Debbie Babitt, The Man on the Train
(Scarlet)
“A mysterious woman on the train, a disappearing husband, and secrets from the past come together in this pulse-quickening ride. Babitt masterfully creates a narrative that explores the fragility of trust and poses the question of how well we really know those closest to us. THE MAN ON THE TRAIN will keep readers guessing until the final, shocking reveal.”
–Liv Constantine
Elise Juska, Reunion
(Harper)
“A pitch-perfect depiction of New England campus culture, COVID-era child-rearing and how the complexities of adulthood accumulate.”
–People
Emiko Jean, The Return of Ellie Black
(Simon and Schuster)
“Like Jessica Knoll, whose crime novels also revolve around missing girls, Jean focuses less on sensationalizing predators and more on the tragedy of a ‘frenzy of missing girls. They do not give answers. They do not speak of what has come to pass. They whisper: Find us.

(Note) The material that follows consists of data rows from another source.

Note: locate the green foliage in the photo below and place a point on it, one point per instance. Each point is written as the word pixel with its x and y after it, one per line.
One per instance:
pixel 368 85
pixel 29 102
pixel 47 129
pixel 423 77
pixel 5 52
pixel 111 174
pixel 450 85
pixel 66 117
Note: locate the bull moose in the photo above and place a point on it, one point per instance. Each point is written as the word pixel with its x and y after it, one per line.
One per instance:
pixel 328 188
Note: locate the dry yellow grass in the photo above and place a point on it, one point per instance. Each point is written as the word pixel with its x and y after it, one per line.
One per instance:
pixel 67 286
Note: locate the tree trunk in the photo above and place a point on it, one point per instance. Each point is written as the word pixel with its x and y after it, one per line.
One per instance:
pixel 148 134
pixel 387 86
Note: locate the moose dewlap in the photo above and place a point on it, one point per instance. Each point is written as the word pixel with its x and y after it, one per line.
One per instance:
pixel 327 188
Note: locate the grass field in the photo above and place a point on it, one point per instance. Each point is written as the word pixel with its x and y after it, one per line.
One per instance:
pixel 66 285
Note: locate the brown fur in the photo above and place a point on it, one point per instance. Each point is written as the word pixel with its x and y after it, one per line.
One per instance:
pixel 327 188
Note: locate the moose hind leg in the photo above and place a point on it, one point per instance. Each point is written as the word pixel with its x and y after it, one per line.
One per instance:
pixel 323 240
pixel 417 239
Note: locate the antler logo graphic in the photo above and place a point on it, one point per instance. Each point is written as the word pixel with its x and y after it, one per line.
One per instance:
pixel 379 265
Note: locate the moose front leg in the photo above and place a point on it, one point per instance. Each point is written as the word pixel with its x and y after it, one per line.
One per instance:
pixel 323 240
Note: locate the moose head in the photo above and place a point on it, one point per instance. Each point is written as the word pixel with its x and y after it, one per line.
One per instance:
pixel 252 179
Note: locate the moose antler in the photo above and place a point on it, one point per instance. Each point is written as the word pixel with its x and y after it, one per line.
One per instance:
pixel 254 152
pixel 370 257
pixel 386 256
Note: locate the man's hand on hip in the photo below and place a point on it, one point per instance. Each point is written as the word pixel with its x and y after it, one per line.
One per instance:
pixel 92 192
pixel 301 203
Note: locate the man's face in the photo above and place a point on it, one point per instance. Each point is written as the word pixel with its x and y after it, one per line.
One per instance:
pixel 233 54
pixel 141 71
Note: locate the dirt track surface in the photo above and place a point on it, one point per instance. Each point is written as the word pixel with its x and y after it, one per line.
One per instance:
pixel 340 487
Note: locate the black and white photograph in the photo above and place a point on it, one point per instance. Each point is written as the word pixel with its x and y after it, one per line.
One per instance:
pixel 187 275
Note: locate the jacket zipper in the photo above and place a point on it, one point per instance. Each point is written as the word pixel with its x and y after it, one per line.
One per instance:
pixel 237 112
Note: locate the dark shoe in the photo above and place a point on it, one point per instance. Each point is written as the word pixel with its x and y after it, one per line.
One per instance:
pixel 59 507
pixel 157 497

Please.’ Jean has written an impressive crime novel here…. An unexpected ending and a cadre of heroic female characters make Jean a crime writer to watch.”
–Kirkus Reviews
Jacob Kushner, Look Away: A True Story of Murders, Bombings, and a Far-Right Campaign to Rid Germany of Immigrants
(Grand Central)
“This fascinating book tells two stories: first, how a gang of East German thugs turned neo-Nazi ‘bomb tinkerers’ grew into a network of domestic terrorists, and second, how German authorities let them get away with murder. Jacob Kushner tells the story with cautious condemnation and intimate detail.”